Watching the premier of a Harry Styles fanfiction movie was not on my 2024 bingo card. Neither was Anne Hathaway starring in and co-producing said Harry Styles fanfiction movie. But last March, I found myself waiting alongside copy editor Sanwi Sarode in a line sprawling several blocks down the Paramount, dubious that this fan fiction-turned-movie, as a headliner of the SXSW film festival, would live up to the other incredible films I watched throughout the week. But let me assure you that watching “The Idea of You” in the Paramount alongside the cast and a lively SXSW audience was nothing short of a serotonin-inducing, feet-kicking, whirlwind of an experience. “The Idea of You” follows the romance between a 40-year-old recently divorced mother Solène Marchand and “Summer Moon” boy-band pop sensation Hayes Campbell. The two met at Coachella, which Solène was forced to go to against her own will, as she’d much rather be curating art for her whimsical, sophisticated art store. The camp-ness was astounding. The level of unhinged was through the roof. And by the end of the movie, my heart was left fuller, and the void in the shape of a Harry Styles fanfiction movie within me was filled.

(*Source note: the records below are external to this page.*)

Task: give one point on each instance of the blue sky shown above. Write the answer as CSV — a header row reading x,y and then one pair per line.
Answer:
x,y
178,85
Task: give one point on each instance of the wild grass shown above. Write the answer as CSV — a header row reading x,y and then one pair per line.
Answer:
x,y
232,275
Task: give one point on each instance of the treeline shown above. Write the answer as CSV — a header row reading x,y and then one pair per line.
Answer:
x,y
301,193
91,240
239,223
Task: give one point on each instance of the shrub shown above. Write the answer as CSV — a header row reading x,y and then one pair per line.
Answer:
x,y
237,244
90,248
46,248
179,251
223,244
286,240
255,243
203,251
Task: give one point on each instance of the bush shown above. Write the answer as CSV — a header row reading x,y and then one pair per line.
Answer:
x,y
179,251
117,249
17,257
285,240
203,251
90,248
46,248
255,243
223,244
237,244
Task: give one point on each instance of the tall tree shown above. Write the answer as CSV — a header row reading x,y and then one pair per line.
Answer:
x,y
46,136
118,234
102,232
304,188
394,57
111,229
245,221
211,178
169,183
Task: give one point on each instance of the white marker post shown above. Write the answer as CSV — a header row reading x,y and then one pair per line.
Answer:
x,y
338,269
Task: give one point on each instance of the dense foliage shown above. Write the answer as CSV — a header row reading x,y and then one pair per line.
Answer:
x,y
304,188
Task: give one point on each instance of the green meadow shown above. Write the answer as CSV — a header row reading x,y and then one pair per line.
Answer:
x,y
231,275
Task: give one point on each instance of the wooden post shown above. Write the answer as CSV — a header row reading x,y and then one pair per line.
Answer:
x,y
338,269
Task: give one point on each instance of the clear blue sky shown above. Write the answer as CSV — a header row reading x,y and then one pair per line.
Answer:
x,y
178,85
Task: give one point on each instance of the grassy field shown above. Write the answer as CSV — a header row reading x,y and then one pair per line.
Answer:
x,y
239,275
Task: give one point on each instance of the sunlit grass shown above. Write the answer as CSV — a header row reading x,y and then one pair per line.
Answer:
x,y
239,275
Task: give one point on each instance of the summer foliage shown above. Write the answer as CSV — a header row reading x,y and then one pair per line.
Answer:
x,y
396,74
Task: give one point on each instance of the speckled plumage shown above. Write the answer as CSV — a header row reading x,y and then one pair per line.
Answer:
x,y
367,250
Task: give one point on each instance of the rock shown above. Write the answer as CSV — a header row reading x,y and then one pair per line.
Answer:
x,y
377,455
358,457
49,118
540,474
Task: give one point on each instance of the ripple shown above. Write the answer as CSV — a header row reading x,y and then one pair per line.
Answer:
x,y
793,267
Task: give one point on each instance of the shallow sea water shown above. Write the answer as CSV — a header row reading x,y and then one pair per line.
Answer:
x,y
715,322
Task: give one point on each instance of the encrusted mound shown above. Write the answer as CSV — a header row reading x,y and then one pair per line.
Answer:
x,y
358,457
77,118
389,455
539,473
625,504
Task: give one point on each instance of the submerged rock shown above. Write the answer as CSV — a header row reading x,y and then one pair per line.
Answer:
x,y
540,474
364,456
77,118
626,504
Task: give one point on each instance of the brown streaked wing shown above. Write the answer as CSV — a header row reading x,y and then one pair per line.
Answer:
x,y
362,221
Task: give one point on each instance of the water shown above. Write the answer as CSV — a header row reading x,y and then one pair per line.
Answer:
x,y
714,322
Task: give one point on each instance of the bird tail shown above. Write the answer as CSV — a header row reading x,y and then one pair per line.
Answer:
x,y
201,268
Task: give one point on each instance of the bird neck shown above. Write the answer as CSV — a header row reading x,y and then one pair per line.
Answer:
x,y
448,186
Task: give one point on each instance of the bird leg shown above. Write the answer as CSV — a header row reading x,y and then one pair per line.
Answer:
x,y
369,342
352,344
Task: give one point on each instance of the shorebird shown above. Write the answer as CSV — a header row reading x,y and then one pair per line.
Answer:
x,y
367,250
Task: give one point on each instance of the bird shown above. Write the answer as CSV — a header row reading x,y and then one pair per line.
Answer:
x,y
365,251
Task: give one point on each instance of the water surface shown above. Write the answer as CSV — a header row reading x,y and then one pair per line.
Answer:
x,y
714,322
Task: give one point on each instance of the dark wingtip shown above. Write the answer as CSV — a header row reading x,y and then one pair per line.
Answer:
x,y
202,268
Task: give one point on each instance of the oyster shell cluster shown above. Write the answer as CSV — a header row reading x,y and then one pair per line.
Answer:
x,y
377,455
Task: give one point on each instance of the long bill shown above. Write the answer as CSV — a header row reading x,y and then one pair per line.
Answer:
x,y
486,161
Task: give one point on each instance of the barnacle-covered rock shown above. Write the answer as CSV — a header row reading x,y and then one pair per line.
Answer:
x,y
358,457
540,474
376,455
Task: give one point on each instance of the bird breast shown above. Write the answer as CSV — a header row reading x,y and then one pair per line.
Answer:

Katie Busby | Entertainment Editor

Waiting for the SXSW list of artists to drop is always an agonizing process. It happens slowly in sections, with some showcases not being released until mere weeks before the event. However, there is some excitement in it when you suddenly see on a random day that people you really like are coming, and that happened to me this year. When the Rolling Stone showcase lineup dropped, I was very excited about all the names I recognized on it, from Flo Mili to Faye Webster. My co-editors and I planned a few of our evenings around attending this showcase and it was such an amazing opportunity to see these up-and-coming artists perform to the large crowds that flocked to the Moody Theater each night. Each night had a different vibe. The first one we attended was a highlight on Latin Music with artists such as Peso Pluma and Young Miko, and while they spoke far too fast for me to understand with my mediocre Spanish skills, the beats of their songs and engaging performances made the night very enjoyable. The next night we attended to see Flo Mili; her catchy lyrics and fast-paced rap has always made me feel upbeat and ready to go out, so getting to jump around with the rest of the crowd was a really great experience. The last night we got to see Faye Webster, one of my favorite artists, and as we saw them slowly blow up the giant inflatable bust of her at the back of the stage I knew it was going to be a memorable show. Overall this showcase allowed me to see so many artists I love and expose them to a wider audience so more people can love them.